Los medicamentos GLP-1 y los programas de control de peso están ganando terreno frente a la cirugía bariátrica, según revela un reciente estudio. Aunque la cirugía sigue siendo una opción efectiva a largo plazo, su uso ha disminuido en los últimos años, reflejando un cambio en las tendencias de tratamiento de la obesidad.
Un estudio revela la caída en las cirugías bariátricas
Investigadores de la Universidad Loyola de Chicago han analizado datos de 2020 a 2024 sobre cirugías bariátricas en EE.UU., observando una reducción significativa en su número. Los resultados, presentados en el Congreso Anual de la Sociedad Americana de Cirugía Metabólica y Bariátrica (ASMBS), muestran que, tras alcanzar su punto máximo en 2022, las intervenciones quirúrgicas han descendido en los años siguientes.
El estudio, basado en la base de datos ACS-MBSAQIP —que recoge información sobre cirugías bariátricas en el país—, destaca que la preferencia por alternativas no quirúrgicas está en aumento.
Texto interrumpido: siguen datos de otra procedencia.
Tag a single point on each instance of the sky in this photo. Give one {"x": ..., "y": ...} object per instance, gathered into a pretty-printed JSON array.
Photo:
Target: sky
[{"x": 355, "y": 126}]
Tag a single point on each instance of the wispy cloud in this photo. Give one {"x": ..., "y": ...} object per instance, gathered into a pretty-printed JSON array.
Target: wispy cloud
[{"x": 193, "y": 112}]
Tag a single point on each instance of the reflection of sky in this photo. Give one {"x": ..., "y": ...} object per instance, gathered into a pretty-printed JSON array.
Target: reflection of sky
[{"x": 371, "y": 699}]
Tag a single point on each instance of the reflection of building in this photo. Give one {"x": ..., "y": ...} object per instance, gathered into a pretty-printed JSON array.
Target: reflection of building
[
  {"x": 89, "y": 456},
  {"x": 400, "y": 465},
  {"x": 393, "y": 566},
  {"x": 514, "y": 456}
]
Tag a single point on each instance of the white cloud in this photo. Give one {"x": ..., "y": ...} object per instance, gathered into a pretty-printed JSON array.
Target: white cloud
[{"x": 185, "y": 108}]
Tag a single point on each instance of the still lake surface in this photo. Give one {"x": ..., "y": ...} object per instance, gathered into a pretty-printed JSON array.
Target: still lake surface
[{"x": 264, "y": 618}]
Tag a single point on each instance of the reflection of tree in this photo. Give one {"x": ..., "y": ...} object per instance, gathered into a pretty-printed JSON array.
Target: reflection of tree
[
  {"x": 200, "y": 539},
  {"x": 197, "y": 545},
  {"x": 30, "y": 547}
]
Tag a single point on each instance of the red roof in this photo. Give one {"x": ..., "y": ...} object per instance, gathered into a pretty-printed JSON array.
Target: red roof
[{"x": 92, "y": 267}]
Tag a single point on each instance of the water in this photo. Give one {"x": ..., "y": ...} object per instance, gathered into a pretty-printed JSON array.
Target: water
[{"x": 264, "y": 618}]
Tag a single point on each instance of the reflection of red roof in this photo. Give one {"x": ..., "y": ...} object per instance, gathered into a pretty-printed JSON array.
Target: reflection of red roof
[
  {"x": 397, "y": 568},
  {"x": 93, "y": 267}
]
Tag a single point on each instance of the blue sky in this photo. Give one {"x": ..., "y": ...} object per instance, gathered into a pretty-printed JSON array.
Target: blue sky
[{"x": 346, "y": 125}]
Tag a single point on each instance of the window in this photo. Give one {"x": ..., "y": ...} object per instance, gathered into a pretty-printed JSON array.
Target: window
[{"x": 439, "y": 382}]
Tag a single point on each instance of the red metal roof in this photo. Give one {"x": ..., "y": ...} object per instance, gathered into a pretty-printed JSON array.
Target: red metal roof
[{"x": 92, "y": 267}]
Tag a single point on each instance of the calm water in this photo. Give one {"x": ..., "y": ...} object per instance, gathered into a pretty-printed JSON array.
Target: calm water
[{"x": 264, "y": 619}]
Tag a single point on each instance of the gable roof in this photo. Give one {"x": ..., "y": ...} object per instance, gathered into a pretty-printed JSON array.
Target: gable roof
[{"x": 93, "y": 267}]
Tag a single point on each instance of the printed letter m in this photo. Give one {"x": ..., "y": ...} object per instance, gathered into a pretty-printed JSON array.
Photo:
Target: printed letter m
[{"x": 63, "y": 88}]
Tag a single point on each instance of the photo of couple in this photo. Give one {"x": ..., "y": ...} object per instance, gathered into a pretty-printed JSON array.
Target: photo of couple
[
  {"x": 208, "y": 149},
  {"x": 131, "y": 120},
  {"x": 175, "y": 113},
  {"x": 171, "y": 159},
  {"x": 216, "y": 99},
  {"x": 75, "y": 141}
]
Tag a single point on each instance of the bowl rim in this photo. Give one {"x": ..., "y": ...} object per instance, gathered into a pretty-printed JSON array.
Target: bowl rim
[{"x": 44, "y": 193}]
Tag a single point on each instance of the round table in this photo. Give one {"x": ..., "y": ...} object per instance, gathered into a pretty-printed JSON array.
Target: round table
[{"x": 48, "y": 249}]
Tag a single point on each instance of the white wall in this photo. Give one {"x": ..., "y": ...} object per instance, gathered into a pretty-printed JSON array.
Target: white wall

Entre estas opciones se incluyen los fármacos GLP-1, como la semaglutida o la liraglutida, que han demostrado ser eficaces en la pérdida de peso y cuentan con una mayor accesibilidad.
Cambios en los tipos de cirugía
El análisis también revela modificaciones en los procedimientos realizados. Aunque la gastrectomía en manga sigue siendo la cirugía bariátrica más común, su frecuencia ha disminuido desde 2020. En su lugar, el bypass gástrico en Y de Roux ha ganado protagonismo, especialmente como cirugía de conversión para pacientes que ya se habían sometido a una gastrectomía en manga pero requieren ajustes adicionales.
Este cambio refleja una adaptación de las estrategias médicas a las necesidades de los pacientes, priorizando soluciones menos invasivas y con tiempos de recuperación más rápidos. Las técnicas laparoscópicas, por ejemplo, han mejorado la seguridad y eficacia de las cirugías bariátricas, aunque su uso general ha disminuido.
¿Qué opciones son más adecuadas?
Los expertos subrayan que la elección entre cirugía bariátrica y fármacos debe ser personalizada. Mientras que la cirugía sigue siendo una opción válida para casos de obesidad severa, los medicamentos GLP-1 ofrecen una alternativa menos agresiva y con menos riesgos asociados a las intervenciones quirúrgicas.
«La cirugía bariátrica ha sido durante años el tratamiento de referencia para la obesidad grave, pero hoy los pacientes y los médicos tienen más herramientas para elegir. La clave está en evaluar cada caso de forma individualizada», explica un portavoz de la ASMBS.
El estudio no ha sido publicado aún en una revista científica revisada por pares, pero sus hallazgos abren el debate sobre el futuro de las cirugías bariátricas en un contexto donde los tratamientos farmacológicos están en auge.